The data, according to a report published July 11 from Redfin, points to a slowdown in the housing market as interest rates increase making homes that were affordable just a month or so ago no longer fit in buyers’ budgets, leaving some with little choice but to walk away.
“If rates were at 5% when you made an offer, but reached 5.8% by the time the deal was set to close, you may no longer be able to afford that home or you may no longer qualify for a loan,” Redfin’s deputy chief economist Taylor Marr says in the report.
According to the report, 14.9% of contracted home sales, about 60,000, fell through across the country in June. That, Redfin says, is the highest percentage on record. In comparison, 12.7% of sales fell through in May and 11.2% fell through June 2021. (March and April 2020 also saw a large number of deals fall through as well, but that was an exception caused by the near collapse of the housing market at the beginning of the pandemic.)
Redfin used MLS data going back through 2017 to produce the report.
Lakeland and Cape Coral, with 26.7% and 25.7%, respectively, had the second and third highest percentage of buyers reneging on deals in the country in June, behind Las Vegas, the report found. Tampa was No. 12, with 23%.
Overall, Florida, which has had one of the hottest real estate markets in the country, led the nation with the most deals falling through, with eight cities cracking the top 15.
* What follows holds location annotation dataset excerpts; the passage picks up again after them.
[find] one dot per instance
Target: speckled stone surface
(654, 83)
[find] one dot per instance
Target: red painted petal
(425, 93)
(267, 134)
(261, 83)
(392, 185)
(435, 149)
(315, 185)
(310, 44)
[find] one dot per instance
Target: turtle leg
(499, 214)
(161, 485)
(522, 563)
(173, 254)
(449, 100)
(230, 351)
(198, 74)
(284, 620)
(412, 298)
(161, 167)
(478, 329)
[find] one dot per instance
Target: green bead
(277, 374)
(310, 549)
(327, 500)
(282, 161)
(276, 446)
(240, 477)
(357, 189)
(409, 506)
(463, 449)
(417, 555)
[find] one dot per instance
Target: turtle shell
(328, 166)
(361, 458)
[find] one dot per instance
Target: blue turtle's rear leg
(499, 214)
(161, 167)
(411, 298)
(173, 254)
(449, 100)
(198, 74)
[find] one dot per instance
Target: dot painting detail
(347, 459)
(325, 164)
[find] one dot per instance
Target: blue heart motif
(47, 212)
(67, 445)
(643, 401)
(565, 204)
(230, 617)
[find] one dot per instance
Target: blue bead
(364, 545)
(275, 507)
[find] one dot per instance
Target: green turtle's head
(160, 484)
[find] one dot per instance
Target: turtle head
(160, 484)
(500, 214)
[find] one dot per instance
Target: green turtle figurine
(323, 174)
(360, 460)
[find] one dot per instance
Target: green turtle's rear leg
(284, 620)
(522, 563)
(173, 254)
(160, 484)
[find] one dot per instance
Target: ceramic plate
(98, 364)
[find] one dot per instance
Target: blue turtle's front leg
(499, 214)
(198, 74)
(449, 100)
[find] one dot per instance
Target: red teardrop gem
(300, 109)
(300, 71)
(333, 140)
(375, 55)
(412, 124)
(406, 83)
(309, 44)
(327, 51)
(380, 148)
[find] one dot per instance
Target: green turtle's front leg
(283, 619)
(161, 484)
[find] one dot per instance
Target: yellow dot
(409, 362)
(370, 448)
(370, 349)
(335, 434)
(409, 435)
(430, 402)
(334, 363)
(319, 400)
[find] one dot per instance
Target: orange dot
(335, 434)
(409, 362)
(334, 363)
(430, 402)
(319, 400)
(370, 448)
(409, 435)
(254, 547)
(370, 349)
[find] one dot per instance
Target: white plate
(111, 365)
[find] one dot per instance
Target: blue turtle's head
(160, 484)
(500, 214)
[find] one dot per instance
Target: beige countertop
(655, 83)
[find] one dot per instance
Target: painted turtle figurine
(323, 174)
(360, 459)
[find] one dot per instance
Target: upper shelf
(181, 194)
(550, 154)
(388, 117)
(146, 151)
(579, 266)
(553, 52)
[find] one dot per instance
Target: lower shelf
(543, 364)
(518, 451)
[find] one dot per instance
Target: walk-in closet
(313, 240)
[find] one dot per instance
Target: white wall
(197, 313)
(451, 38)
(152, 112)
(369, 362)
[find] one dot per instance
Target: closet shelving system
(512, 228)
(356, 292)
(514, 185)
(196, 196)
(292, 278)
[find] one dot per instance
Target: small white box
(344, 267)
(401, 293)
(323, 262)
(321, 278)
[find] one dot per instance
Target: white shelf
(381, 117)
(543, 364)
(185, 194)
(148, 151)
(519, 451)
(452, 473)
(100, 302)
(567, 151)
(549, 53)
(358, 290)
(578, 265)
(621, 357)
One reason could be that Florida, despite rising housing prices affecting locals, remained less expensive than markets in states where record numbers of new resident were flocking from.
While the higher interest rates do not affect cash buyers too much, they make a big difference to the average buyer who relies on financing to buy a home.
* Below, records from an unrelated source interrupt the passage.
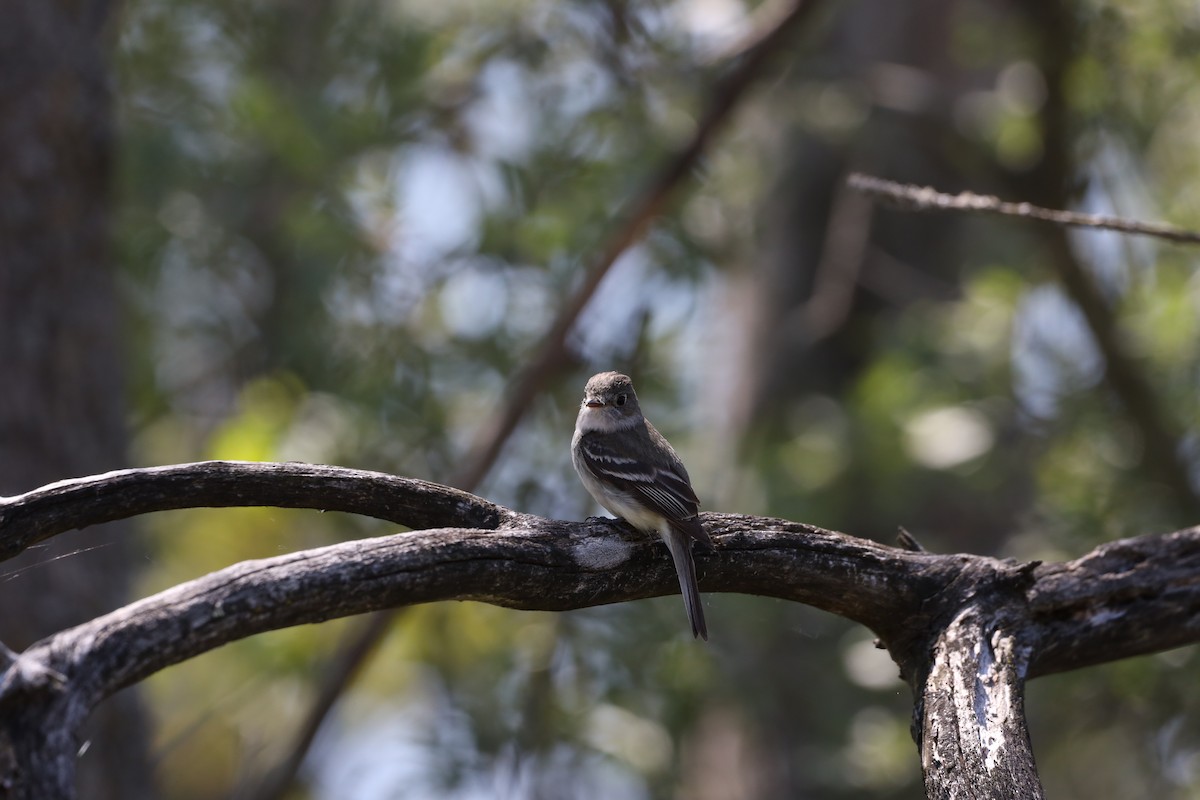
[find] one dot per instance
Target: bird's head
(610, 402)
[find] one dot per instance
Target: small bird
(634, 473)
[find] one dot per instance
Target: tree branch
(66, 505)
(965, 630)
(924, 198)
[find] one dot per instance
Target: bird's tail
(679, 545)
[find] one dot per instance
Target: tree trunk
(60, 380)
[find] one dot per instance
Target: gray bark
(966, 631)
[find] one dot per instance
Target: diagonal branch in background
(924, 198)
(1161, 437)
(552, 354)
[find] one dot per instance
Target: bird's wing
(663, 487)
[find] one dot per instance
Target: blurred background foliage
(341, 227)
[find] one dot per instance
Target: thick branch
(965, 630)
(973, 739)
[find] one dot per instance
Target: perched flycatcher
(634, 473)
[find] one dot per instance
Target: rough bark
(967, 631)
(61, 402)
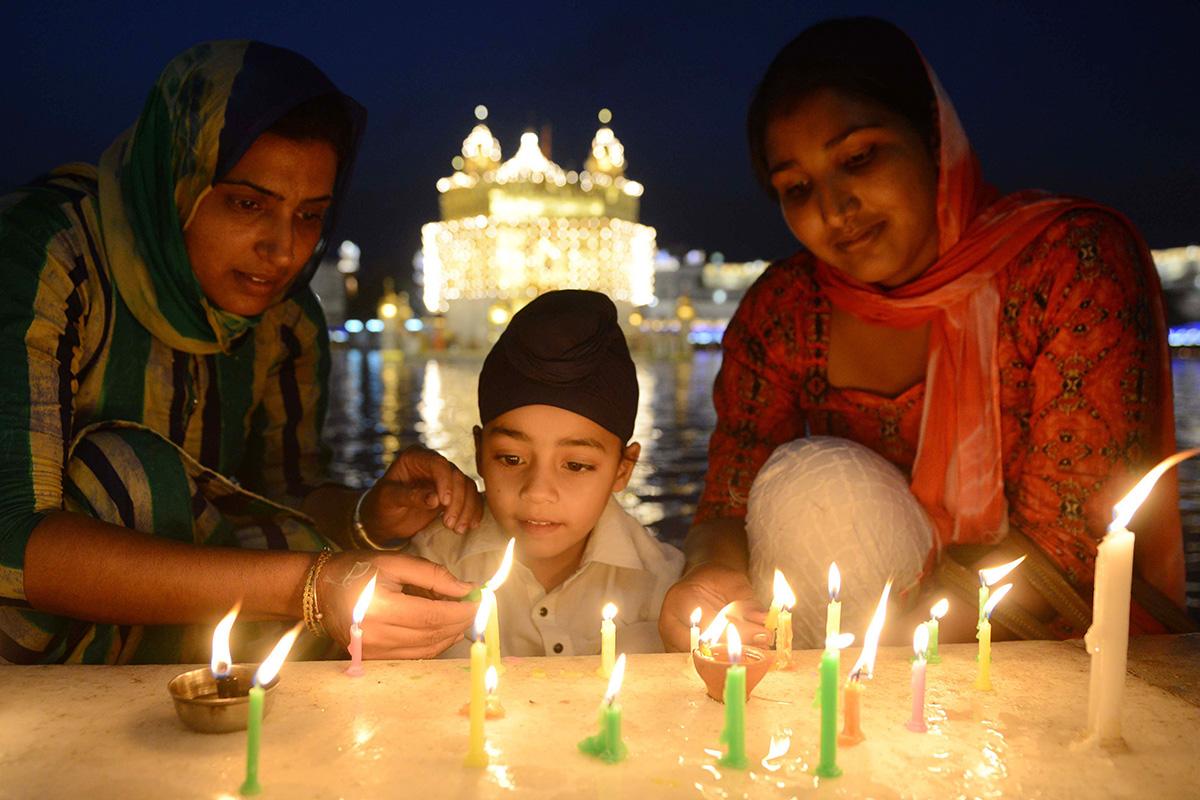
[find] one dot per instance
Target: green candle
(735, 734)
(829, 679)
(935, 613)
(263, 675)
(253, 732)
(607, 745)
Lindsay Garcia, a Miami real estate agent quoted in the report, says some buyers “had to bow out because they could no longer get a loan due to the jump in rates. Buyers are also more skittish than usual due to economic uncertainty.”
A slowdown in the housing market could also have a negative impact on a segment of Florida’s population already struggling to keep up, renters.
If the exodus to Florida from other states continues as it has since 2020 but fewer people buy houses, rents are likely to continue to rise, pricing many renters out of their homes.